One can watch a working machine endlessly, especially if it is a film projector. But the standard video art by other participants (Basim Magdy, Ahmet Ogut, Micol Assael, Aurelien Froment, and Meiro Koizumi) looked more like labored self-expression. It is clear that these are different works, they are nicely shot and cut, their authors tried to tell something important to the world, and they considered video to be the best way to do it. But with very rare exceptions, video art has long ago become a commonplace for any contemporary art exhibit, a kind of “under-cinematography.” The genre is going through a crisis, the way out of which is yet to be found, but as for today, an artist with a video camera seems to raise doubts. Perhaps, a more diverse work with exhibit space is required: Agnieszka Polska and her Five Short Videos stood out in the crowd, because she organized the display as a single piece: a viewer ends up in a room with all five films being projected on the walls and continuously replayed to loud and somewhat macabre music, and this does make an impression.
Object installations sometimes contrasted with one another. For example, Jonathas de Andrade and Abigail DeVille turned out to be opponents. If the first one created Nostalgia, Class Sentiments, a set of bright plastic geometric elements attached to walls with critical texts written over them, the second one presented Street Life: the Vortex, a chaotic interior made of old things, broken mannequins, and just garbage. However, it seems that class sentiments are inherent in both of them, as well as in the British artist Lynette Yiadom-Boakye. Her portraits of black people are not to be viewed from anthropologic or ethnographic perspective, but they are rather a political statement embedded into realistic paintings.
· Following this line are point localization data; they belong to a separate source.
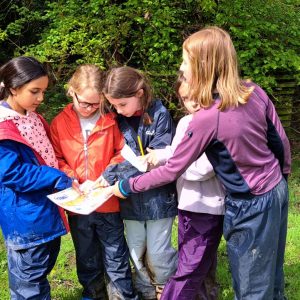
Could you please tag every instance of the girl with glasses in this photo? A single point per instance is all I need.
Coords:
(86, 140)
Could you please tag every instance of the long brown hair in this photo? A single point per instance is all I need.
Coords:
(88, 76)
(125, 82)
(214, 66)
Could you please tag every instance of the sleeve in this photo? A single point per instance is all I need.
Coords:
(27, 177)
(201, 169)
(118, 145)
(164, 131)
(197, 137)
(277, 139)
(55, 139)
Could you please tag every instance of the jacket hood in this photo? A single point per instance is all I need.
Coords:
(7, 113)
(70, 115)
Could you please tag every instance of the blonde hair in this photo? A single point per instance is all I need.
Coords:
(125, 82)
(88, 77)
(179, 85)
(214, 66)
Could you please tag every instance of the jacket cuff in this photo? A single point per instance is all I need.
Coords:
(124, 187)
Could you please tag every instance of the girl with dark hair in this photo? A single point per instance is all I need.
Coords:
(148, 216)
(240, 132)
(31, 224)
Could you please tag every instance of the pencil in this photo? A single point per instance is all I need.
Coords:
(141, 146)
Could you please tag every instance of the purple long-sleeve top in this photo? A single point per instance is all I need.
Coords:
(246, 145)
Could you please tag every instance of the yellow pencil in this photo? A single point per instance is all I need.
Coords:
(141, 146)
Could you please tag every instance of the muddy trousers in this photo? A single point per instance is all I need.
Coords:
(152, 254)
(101, 249)
(28, 270)
(255, 230)
(199, 236)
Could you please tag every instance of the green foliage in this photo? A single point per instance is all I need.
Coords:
(148, 35)
(266, 36)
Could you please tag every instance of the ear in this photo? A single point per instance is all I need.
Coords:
(13, 91)
(139, 93)
(71, 92)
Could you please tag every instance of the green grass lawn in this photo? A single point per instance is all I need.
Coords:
(65, 286)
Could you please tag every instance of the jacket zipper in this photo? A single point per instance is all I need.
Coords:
(85, 149)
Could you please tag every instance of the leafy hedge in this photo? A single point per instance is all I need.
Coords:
(148, 34)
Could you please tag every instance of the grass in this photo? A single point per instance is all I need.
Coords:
(65, 286)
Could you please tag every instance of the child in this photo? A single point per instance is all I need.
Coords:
(148, 216)
(86, 140)
(242, 136)
(200, 217)
(30, 222)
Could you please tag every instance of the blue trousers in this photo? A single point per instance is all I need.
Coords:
(255, 230)
(101, 249)
(199, 236)
(28, 270)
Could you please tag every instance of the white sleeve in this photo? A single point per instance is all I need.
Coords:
(164, 154)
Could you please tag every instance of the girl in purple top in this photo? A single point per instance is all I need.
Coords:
(242, 136)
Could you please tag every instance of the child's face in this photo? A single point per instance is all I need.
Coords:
(87, 103)
(29, 96)
(185, 67)
(126, 106)
(190, 105)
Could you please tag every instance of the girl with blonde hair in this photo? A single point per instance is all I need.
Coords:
(238, 129)
(86, 139)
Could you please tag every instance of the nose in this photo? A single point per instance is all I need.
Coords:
(119, 111)
(40, 97)
(181, 67)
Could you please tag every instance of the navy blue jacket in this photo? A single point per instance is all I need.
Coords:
(154, 204)
(27, 216)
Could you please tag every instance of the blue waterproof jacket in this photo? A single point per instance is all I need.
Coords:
(27, 216)
(154, 204)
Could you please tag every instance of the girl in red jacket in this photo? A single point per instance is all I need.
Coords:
(86, 140)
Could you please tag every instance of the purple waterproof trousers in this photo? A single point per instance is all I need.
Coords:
(199, 236)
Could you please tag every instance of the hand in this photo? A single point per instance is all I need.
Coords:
(101, 182)
(151, 157)
(76, 186)
(116, 191)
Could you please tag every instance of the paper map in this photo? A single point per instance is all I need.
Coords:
(84, 204)
(130, 156)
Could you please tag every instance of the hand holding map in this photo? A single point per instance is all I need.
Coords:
(84, 204)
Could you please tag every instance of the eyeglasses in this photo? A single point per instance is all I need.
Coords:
(83, 104)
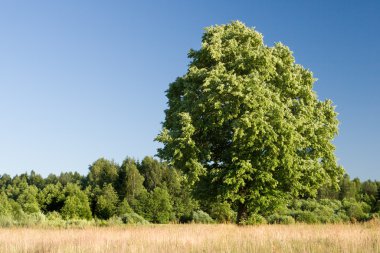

As for Ukrainian participants of the exhibit, social commitment is just as important for them. Mykyta Kadan designed a strange House of Giants, which, on the one hand, looks like a model of a supermodern office building, and on the other, is a dirty and rusty trailer in which builders, who usually construct this glass beauty, live. And R.E.P. exhibited a very witty European-style Renovation: a brand new fashionably decorated wall with a huge breach in the middle, a few more similar-looking walls with holes behind it, and in the very back – a bare ugly wall. The piece is a felicitous metaphor for the vulgar vanity.
There are no obvious leaders among the nominees. Almost everyone has interesting ideas which are more or less convincingly implemented in works. Two tendencies generally dominate, regardless of the participants’ country of origin or used art techniques: it is either a piece with pure forms, or creation as a means of delivering a social message. So, it will be interesting to see if the jury chooses an “esthete” or a “socialist.”
The winner of the main prize, who will receive 60,000 dollars in cash and 40,000 dollars in the form of a grant for the creation of new works, will be announced at the Awards Ceremony, which will be held on December 7 in Kyiv. Besides, extra 20,000 dollars will be spent on training programs for Special Prize winners (up to five people). The exhibit will be open until January 6, 2013.